Vercel and Cloudflare offer solutions for creating MCP servers within Next.js. The MCP server adapter seamlessly integrates into existing projects, enabling a single Next.js app to serve multiple front-ends without the need for a separate MCP server deployment. This approach simplifies code sharing and transforms Next.js into a versatile backend for various front-end experiences.

And luckily I'm not the only one who's kind of like thinking about this. Just three days ago, I recorded this, this screenshot is from today. So the, this adapter is actually three years, three days old now. Vercel has now released an adaptor for creating MCP servers as part of an existing Next.js application. And obviously, Vercel is not the only one, Cloudflare also has a cool way of deploying MCP servers already. So there's different solutions, solutions coming our way. But what I really like about this MCP server adapter by Vercel is just that it just fits into my existing side project architecture.

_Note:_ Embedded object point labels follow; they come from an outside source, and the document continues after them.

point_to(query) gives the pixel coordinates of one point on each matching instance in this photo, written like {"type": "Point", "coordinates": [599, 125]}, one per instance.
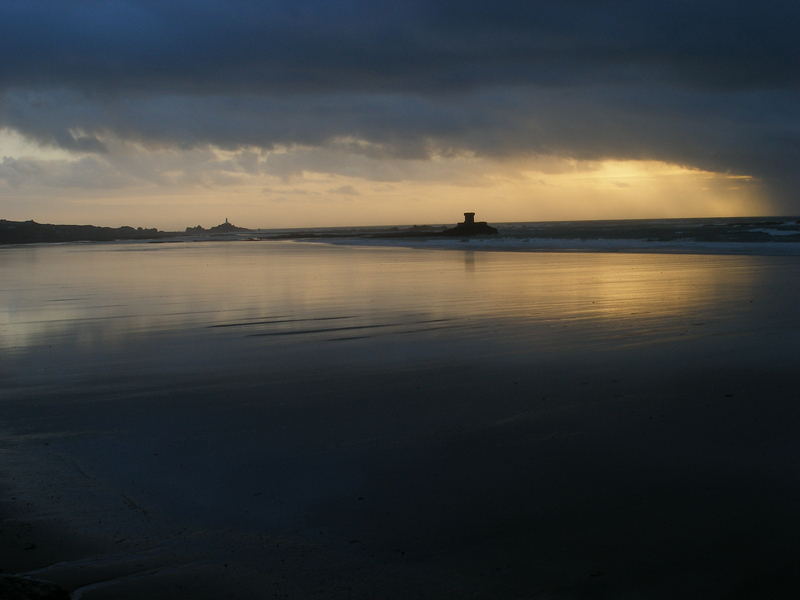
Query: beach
{"type": "Point", "coordinates": [294, 420]}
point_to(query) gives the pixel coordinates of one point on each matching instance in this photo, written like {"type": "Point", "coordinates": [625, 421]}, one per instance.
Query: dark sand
{"type": "Point", "coordinates": [655, 458]}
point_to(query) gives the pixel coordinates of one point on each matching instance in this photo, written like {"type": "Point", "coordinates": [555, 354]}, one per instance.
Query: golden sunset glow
{"type": "Point", "coordinates": [297, 187]}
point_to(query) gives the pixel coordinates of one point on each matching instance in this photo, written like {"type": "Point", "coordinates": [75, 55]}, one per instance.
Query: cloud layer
{"type": "Point", "coordinates": [714, 85]}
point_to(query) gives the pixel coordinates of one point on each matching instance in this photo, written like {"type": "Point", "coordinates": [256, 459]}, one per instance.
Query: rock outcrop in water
{"type": "Point", "coordinates": [471, 227]}
{"type": "Point", "coordinates": [225, 227]}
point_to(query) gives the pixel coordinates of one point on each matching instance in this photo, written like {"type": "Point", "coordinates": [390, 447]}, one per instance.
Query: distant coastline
{"type": "Point", "coordinates": [31, 232]}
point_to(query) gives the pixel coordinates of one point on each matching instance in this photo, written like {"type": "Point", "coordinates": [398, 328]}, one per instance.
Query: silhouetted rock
{"type": "Point", "coordinates": [226, 227]}
{"type": "Point", "coordinates": [470, 227]}
{"type": "Point", "coordinates": [22, 588]}
{"type": "Point", "coordinates": [28, 232]}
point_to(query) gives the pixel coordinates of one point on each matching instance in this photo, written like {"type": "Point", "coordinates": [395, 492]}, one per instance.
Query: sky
{"type": "Point", "coordinates": [311, 113]}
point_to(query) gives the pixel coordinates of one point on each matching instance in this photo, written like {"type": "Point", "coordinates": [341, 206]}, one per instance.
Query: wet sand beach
{"type": "Point", "coordinates": [275, 419]}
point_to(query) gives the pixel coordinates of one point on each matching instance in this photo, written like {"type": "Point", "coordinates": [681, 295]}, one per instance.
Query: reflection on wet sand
{"type": "Point", "coordinates": [387, 423]}
{"type": "Point", "coordinates": [93, 296]}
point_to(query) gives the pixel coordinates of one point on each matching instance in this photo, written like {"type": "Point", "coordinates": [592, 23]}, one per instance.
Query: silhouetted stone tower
{"type": "Point", "coordinates": [470, 227]}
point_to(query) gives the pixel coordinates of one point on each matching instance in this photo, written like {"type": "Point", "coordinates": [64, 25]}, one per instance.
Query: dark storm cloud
{"type": "Point", "coordinates": [708, 84]}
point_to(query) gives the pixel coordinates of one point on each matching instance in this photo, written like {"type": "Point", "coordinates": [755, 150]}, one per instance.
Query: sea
{"type": "Point", "coordinates": [568, 410]}
{"type": "Point", "coordinates": [739, 235]}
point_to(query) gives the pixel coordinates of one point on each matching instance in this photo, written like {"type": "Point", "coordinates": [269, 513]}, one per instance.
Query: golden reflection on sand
{"type": "Point", "coordinates": [98, 296]}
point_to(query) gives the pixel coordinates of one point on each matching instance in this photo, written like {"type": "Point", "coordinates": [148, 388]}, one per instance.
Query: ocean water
{"type": "Point", "coordinates": [739, 235]}
{"type": "Point", "coordinates": [343, 420]}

So I can now turn my Next.js application into a system that serves two different front-ends, right? Like I have a new route now using that adapter called slash API slash MCP where I can route LM agents towards. And then that route or that list of routes is now handling MCP requests. And then I have all the other traditional routes of my Next.js application that serves the Next.js front-end. What's obviously really cool about this approach is that I don't actually have a dedicated server MCP server that I have to deploy or publish somewhere else. It's still one Next.js app that I can deploy to one place.

And since it's one project, I don't even have to bother about motor repo setups. Everything is inside one project. So code sharing is super easy. And then the funny thing here, and you tell me if you like this framing, MCP becomes kind of another backend for a specific front-end, right? So if you think about Next.js now being a backend for our React app, it is now also a backend for our different large language model applications. So it becomes kind of like a multi-backend system. So anyway, this is kind of how I think about it, what I ended up with. I think it's just very interesting how this is all developing right now. Again, this may all change tomorrow, right?